Berlin/Brüssel, 13.09.2023 Der Gigabit Infrastructure Act (GIA) würde in seiner aktuellen Fassung den strategischen Doppelausbau von Glasfasernetzen begünstigen und die Ausbauziele der Bundesregierung gefährden. Damit der GIA nicht zur Ausbaubremse wird, appelliert der BREKO an die Mitglieder des Europäischen Parlaments, den aktuellen Entwurf in der Ausschusssitzung am 19.09. abzulehnen und in entscheidenden Punkten nachzubessern. Ebenso erwartet der BREKO, dass sich die deutsche Bundesregierung gemeinsam mit anderen Staaten im Europäischen Rat klar positioniert und Änderungen fordert.

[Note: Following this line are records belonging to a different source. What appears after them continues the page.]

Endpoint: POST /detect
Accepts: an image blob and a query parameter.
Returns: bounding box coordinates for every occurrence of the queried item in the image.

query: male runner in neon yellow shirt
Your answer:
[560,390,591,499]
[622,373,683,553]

Ziel des GIA ist die Beschleunigung des Glasfaser- und 5G-Ausbaus in der EU. Der am 07.09.2023 unter den Schattenberichterstattern im Ausschuss für Industrie, Forschung und Energie (ITRE) des Europäischen Parlaments abgestimmte Entwurf setzt jedoch Anreize für einen strategisch Doppelausbau von Glasfasernetzen, verschärft die größte Herausforderung, vor der der Glasfaserausbau in Deutschland aktuell steht und erreicht so das Gegenteil seiner eigentlichen Zielsetzung. Der BREKO fordert die Europaabgeordneten im ITRE und die deutsche Bundesregierung deshalb auf, den aktuellen Entwurf abzulehnen und vier entscheidende Punkte nachzubessern:

  1. Die Verfügbarkeit eines virtuellen Bitstrom-Zugangs muss als tragbare Alternative zur Mitnutzung physischer Infrastrukturen (Leerrohrzugang) akzeptiert werden, denn er hat sich im deutschen Markt als das zentrale Open Access Produkt erwiesen. Laut aktuellem Entwurf soll ein Überbau durch Mitnutzung bereits vorhandener Glasfaser-Leerrohre jedoch nur bei Überlassung einzelner Glasfaserleitungen („Dark Fiber“) abwendbar sein. BREKO-Geschäftsführer Dr. Stephan Albers: „Der aktuelle GIA-Entwurf begünstigt die volkswirtschaftlich unsinnige Schaffung doppelter Glasfaser-Infrastrukturen, wodurch viele Ausbauprojekte unrentabel würden. Sollte diese Regelungen unverändert umgesetzt werden, wären die ambitionierten Ausbauziele in Deutschland und Europa kaum noch zu erreichen.“
     
  2. Neu im aktuellen Entwurf und aus Sicht des BREKO absolut inakzeptabel ist der Ansatz des GIA, die Diskussion um den Zugang zu physischen Infrastrukturen auf die Preisebene zu verlagern. Die hierfür aufgestellten Kriterien sind vage, kaum handhabbar und dürften für den Anbieter keine rentablen Geschäftsmodelle ermöglichen. Jahrelange gerichtliche Auseinandersetzungen zur Bestimmung angemessener Preise und entsprechende Unsicherheiten für Investoren wären die Folge. Um eine Ausnahme von dieser Regulierung zu nutzen, würden Netzbetreiber, die sowohl eigene Infrastruktur errichten als auch eigene Dienste für Endkundinnen und Endkunden anbieten, nach derzeitigem Stand des Entwurfs faktisch gezwungen, ihr Vorleistungsgeschäft strukturell vom Endkundengeschäft zu trennen – eine unverhältnismäßige Folge für Unternehmen, die nicht marktmächtig sind.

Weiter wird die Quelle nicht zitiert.